Kidney Ischemia-Reperfusion Elicits Acute Liver Injury and Inflammatory Response

Yue Shang  1   2 Susara Madduma Hewage  1   3 Charith U B Wijerathne  1   2 Yaw L Siow  1   3   4 Cara K Isaak  1   3 Karmin O  1   2   3
Affiliations

Kidney Ischemia-Reperfusion Elicits Acute Liver Injury and Inflammatory Response

Yue Shang et al. Front Med (Lausanne). .

Abstract

Ischemia-reperfusion (IR) is a common risk factor that causes acute kidney injury (AKI). AKI is associated with dysfunction of other organs also known as distant organ injury. The liver function is often compromised in patients with AKI and in animal models. However, the underlying mechanisms are not fully understood. Inflammatory response plays an important role in IR-induced tissue injury. Although increased proinflammatory cytokines have been detected in the kidney and the distant organs after renal IR, their original sources remain uncertain. In the present study, we investigated the acute effect of renal IR on hepatic inflammatory cytokine expression and the mechanism involved.
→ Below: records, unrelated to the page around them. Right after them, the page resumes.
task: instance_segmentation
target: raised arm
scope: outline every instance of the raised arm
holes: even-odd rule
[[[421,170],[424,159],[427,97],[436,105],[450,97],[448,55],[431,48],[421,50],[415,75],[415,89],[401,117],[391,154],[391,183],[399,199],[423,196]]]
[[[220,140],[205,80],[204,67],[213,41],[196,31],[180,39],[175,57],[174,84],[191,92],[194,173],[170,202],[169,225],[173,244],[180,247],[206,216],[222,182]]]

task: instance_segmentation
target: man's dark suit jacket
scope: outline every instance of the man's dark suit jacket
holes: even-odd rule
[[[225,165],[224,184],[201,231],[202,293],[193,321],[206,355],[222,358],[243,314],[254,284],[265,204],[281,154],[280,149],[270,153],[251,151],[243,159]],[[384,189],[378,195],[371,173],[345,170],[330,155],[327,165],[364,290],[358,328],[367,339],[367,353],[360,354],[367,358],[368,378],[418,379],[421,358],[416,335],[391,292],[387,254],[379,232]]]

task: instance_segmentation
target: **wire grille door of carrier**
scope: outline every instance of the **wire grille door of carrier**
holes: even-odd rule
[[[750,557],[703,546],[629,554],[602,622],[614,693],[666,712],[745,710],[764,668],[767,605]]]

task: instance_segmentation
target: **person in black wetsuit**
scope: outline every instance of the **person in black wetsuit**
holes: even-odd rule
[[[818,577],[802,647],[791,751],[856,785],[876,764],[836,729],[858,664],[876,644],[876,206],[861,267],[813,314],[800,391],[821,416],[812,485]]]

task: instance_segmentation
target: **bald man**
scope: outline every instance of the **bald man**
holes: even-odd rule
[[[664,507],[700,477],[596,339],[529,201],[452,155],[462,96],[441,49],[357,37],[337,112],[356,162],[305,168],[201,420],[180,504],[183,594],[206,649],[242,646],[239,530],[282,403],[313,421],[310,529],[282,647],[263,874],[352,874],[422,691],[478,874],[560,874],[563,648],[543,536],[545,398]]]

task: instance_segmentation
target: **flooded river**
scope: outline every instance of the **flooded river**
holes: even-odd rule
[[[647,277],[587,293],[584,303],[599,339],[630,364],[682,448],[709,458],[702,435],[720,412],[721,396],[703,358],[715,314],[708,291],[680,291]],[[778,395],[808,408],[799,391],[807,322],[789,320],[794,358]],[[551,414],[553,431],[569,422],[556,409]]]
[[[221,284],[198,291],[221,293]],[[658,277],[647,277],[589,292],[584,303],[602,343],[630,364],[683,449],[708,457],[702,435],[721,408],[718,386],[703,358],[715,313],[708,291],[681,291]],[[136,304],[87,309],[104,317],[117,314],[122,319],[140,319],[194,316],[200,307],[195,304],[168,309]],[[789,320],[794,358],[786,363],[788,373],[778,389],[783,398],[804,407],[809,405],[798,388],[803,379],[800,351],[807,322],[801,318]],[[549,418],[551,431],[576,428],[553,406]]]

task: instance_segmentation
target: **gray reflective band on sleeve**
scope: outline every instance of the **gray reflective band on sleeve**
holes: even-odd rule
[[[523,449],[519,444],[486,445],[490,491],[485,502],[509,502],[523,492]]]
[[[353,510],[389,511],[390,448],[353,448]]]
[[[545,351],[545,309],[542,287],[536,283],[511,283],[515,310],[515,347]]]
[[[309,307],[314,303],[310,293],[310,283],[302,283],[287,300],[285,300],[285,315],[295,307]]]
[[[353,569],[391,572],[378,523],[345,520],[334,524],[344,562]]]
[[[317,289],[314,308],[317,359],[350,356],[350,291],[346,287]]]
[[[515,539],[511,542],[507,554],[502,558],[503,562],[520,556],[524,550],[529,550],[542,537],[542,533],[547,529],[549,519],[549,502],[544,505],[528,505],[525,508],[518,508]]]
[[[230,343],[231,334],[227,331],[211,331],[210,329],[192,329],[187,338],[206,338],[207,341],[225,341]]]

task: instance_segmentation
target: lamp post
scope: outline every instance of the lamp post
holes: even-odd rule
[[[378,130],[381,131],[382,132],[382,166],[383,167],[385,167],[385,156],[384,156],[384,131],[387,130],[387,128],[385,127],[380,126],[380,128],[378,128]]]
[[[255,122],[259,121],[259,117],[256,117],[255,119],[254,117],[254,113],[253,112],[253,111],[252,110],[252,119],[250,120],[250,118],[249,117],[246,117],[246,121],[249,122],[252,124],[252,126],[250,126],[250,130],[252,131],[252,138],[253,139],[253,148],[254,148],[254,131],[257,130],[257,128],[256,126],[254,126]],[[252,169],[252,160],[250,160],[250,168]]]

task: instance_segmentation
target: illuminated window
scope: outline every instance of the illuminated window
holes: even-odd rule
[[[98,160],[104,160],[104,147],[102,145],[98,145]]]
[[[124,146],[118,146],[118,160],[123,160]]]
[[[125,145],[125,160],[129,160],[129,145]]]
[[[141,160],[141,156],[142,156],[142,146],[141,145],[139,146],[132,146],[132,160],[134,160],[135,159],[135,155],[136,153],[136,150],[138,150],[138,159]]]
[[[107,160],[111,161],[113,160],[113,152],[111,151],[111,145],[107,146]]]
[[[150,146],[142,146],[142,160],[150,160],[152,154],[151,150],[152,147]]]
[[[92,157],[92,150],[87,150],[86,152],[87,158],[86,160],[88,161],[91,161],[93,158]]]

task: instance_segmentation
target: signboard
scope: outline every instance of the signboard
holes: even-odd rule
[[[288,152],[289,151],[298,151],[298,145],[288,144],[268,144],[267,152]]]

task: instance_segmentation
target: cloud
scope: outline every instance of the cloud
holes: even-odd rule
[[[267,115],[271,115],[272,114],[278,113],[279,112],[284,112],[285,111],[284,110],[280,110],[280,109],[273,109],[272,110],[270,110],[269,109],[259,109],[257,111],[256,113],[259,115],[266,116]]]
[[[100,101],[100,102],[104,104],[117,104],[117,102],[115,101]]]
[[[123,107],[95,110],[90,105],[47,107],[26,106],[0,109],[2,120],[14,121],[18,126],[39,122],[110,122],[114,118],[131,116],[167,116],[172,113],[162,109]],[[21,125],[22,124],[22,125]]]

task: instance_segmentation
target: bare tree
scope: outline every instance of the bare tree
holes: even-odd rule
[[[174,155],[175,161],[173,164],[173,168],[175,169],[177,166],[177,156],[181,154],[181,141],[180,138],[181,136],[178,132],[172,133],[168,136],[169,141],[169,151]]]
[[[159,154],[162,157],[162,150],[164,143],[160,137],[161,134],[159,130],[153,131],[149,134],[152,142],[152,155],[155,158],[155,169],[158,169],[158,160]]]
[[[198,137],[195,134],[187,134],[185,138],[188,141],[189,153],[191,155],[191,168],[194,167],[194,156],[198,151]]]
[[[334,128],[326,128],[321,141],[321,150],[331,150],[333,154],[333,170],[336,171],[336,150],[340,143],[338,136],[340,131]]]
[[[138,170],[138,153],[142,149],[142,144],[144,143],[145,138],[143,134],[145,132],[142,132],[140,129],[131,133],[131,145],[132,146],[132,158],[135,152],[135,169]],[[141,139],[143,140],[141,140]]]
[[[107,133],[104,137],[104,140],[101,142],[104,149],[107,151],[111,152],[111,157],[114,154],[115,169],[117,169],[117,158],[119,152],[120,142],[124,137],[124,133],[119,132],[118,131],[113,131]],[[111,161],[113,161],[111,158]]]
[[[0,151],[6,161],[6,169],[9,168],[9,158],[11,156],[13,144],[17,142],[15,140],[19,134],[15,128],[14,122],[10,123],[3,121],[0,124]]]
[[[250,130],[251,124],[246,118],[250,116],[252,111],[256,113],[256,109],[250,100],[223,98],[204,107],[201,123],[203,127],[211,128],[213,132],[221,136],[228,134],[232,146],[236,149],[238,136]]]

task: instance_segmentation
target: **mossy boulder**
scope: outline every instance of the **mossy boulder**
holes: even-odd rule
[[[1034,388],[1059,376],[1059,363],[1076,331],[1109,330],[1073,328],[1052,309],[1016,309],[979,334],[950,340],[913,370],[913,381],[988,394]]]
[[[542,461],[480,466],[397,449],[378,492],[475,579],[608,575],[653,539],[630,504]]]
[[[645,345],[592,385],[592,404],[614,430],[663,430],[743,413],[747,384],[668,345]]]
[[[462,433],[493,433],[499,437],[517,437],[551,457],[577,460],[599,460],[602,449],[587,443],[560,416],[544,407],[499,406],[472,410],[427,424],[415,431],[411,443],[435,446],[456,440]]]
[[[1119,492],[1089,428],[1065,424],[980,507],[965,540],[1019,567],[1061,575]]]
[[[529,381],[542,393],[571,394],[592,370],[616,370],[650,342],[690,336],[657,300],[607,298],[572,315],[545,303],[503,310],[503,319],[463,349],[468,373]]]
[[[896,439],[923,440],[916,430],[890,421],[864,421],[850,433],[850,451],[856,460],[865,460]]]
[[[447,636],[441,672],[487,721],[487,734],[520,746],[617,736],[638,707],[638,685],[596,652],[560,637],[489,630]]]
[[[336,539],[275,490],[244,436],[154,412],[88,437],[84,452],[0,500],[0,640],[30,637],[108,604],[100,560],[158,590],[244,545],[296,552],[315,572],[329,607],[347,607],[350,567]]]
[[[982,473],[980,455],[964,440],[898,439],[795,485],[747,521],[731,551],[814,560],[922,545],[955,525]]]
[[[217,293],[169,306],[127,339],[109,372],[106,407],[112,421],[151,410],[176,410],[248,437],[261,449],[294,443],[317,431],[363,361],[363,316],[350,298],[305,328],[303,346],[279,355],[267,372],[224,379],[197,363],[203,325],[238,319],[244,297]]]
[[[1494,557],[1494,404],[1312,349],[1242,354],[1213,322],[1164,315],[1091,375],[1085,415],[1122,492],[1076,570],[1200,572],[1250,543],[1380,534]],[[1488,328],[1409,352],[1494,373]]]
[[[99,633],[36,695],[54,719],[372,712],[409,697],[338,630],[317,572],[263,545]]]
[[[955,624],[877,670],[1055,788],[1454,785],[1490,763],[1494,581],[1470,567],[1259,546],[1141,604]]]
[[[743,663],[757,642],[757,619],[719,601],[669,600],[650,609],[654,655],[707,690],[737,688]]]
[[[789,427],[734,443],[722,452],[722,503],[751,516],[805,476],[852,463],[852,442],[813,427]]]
Sprague-Dawley rats that were subjected to renal IR (ischemia for 45 min followed by reperfusion for 1 h or 6 h) had increased plasma levels of creatinine, urea, and transaminases, indicating kidney and liver injuries. There was a significant increase in the expression of proinflammatory cytokine mRNA (MCP-1, TNF-α, IL-6) in the kidney and liver in rats with renal IR. This was accompanied by a significant increase in proinflammatory cytokine protein levels in the plasma, kidney, and liver. Activation of a nuclear transcription factor kappa B (NF-κB) was detected in the liver after renal IR. The inflammatory foci and an increased myeloperoxidase (MPO) activity were detected in the liver after renal IR, indicating hepatic inflammatory response and leukocyte infiltration. These results suggest that renal IR can directly activate NF-κB and induce acute production of proinflammatory cytokines in the liver. Renal IR-induced hepatic inflammatory response may contribute to impaired liver function and systemic inflammation.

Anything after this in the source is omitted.